Oh yeah…. and over 150 million dollars in VC cash has been invested in Vector DBs since the start of 2023.

“Although RAG sounds impressive, a system is only as good as its data, and RAG is no exception. . . . So, the duty to keep databases comprehensive and assimilate real-time web content becomes all the more critical.”

Stephen Oladele, ML Developer Advocate

“The RAG framework provides the model an option to pull accurate information from external sources, meaning that it is less likely to produce incorrect responses that it would have without the external information. RAG also reduces the necessity to update the language model for up to date information. Considering the training cost of GPT-4 reaches up to $100 million, RAG can save some serious financial troubles.”

🤖 Other bits and bytes

  • 🚢 Delving deeper into vectors - Vectors are a crucial part of AI. Whether we’re talking about vector databases or word vectorization, this one key concept of linear algebra is inescapable. To learn more about word vectorization, check out this video, this glossary entry, or this article.
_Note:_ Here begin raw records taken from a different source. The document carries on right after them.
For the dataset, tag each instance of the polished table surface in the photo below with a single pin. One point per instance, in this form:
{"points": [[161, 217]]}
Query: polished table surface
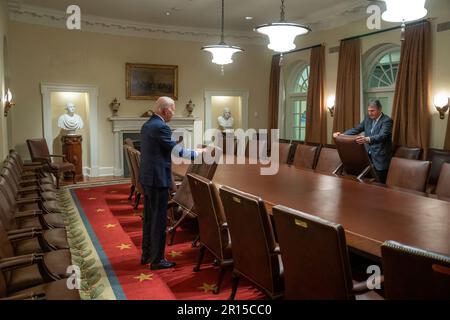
{"points": [[370, 214]]}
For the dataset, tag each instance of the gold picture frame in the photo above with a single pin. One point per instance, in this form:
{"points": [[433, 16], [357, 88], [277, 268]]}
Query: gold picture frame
{"points": [[151, 81]]}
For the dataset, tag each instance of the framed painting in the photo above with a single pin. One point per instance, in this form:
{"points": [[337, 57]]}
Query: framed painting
{"points": [[151, 81]]}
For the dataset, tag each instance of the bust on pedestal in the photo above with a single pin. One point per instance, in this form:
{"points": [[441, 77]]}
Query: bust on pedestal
{"points": [[71, 142]]}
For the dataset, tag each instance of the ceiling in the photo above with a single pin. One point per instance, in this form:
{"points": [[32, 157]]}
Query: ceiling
{"points": [[205, 14]]}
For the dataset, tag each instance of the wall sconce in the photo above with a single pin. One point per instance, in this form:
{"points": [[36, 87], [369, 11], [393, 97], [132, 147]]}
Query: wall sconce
{"points": [[8, 102], [442, 104], [115, 104], [190, 107], [330, 105]]}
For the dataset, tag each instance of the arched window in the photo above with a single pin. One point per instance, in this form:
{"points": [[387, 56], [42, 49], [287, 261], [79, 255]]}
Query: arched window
{"points": [[297, 91], [381, 68]]}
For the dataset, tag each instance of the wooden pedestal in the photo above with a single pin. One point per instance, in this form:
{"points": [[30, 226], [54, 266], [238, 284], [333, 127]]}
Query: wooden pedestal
{"points": [[71, 146]]}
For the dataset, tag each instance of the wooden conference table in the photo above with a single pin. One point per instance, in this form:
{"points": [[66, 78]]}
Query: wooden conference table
{"points": [[370, 214]]}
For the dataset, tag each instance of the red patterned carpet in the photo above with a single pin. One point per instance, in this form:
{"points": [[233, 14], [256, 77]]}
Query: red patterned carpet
{"points": [[116, 231]]}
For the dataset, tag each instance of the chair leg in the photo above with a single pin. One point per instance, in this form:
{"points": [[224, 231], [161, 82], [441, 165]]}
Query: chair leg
{"points": [[234, 285], [223, 270], [131, 192], [138, 199], [201, 254]]}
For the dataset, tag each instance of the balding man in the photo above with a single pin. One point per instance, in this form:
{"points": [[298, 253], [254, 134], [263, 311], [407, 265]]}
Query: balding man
{"points": [[156, 178], [377, 128]]}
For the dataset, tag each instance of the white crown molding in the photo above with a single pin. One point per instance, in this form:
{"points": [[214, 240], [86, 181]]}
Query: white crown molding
{"points": [[331, 17], [56, 18]]}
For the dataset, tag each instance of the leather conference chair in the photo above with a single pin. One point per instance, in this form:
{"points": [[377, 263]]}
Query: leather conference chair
{"points": [[256, 255], [412, 273], [181, 205], [285, 152], [27, 228], [315, 258], [437, 158], [30, 215], [46, 201], [408, 174], [39, 153], [305, 156], [328, 161], [128, 144], [212, 224], [35, 268], [443, 186], [408, 153], [354, 158]]}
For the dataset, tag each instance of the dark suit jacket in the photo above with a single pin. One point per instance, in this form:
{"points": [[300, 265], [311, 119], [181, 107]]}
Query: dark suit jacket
{"points": [[156, 149], [380, 146]]}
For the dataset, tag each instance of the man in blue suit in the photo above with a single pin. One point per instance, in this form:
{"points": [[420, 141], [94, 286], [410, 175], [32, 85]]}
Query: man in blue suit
{"points": [[377, 128], [156, 178]]}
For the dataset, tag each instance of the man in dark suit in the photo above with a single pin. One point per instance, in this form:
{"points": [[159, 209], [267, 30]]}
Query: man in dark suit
{"points": [[377, 128], [156, 178]]}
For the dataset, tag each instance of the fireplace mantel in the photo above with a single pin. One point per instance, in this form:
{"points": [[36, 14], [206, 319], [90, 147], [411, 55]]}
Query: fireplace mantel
{"points": [[189, 128]]}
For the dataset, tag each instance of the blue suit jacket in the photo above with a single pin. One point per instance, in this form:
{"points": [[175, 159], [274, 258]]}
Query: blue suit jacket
{"points": [[380, 146], [156, 149]]}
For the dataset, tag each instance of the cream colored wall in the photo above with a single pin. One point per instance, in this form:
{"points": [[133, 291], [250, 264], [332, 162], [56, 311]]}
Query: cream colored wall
{"points": [[218, 103], [3, 120], [439, 10], [58, 101], [43, 54]]}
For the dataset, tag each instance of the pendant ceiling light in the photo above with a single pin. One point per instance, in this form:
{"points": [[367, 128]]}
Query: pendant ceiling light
{"points": [[404, 11], [282, 34], [222, 52]]}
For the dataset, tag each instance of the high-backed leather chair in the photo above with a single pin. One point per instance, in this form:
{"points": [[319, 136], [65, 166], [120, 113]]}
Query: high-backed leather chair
{"points": [[285, 152], [408, 174], [36, 268], [255, 252], [212, 224], [315, 258], [443, 186], [39, 152], [305, 156], [354, 157], [128, 144], [182, 204], [408, 153], [328, 160], [437, 158], [412, 273]]}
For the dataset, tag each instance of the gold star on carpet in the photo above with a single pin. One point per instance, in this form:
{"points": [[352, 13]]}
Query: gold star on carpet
{"points": [[124, 246], [207, 287], [143, 277], [174, 254]]}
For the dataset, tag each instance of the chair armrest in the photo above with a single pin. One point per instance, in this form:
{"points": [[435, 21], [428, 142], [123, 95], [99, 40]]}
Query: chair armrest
{"points": [[18, 262], [40, 295], [361, 287]]}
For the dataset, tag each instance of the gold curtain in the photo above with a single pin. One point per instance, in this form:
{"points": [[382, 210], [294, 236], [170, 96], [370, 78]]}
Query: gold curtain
{"points": [[411, 113], [316, 115], [348, 86], [274, 92], [447, 136]]}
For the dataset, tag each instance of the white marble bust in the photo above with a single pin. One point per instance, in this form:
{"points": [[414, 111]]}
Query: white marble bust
{"points": [[70, 121], [226, 121]]}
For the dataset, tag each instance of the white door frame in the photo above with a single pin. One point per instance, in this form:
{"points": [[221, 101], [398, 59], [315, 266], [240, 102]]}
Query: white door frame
{"points": [[92, 91], [234, 93]]}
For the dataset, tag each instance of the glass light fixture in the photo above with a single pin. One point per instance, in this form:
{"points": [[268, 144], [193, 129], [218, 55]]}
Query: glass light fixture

  • 😯 AI and plagiarism - With the advent of RAG comes the superpower of using AI to generate works that would otherwise be accomplished by humans. After all, if you’re a student writing an essay, why do all the research manually when you can get a machine to look up and write everything for you? Our very own Victoria Hseih explores the ethical intersection of technological innovation and educational integrity in this article.

  • 🧠 Knowledge, AI, and education - And while we’re on the topic of education, check out this article from Tife Sanusi. Now that we’re in a world where AI can look up information, we’re one step closer to having machines as educational assistants. Here, Sanusi takes a glimpse into the future—where AI and humans hold hands in the classroom.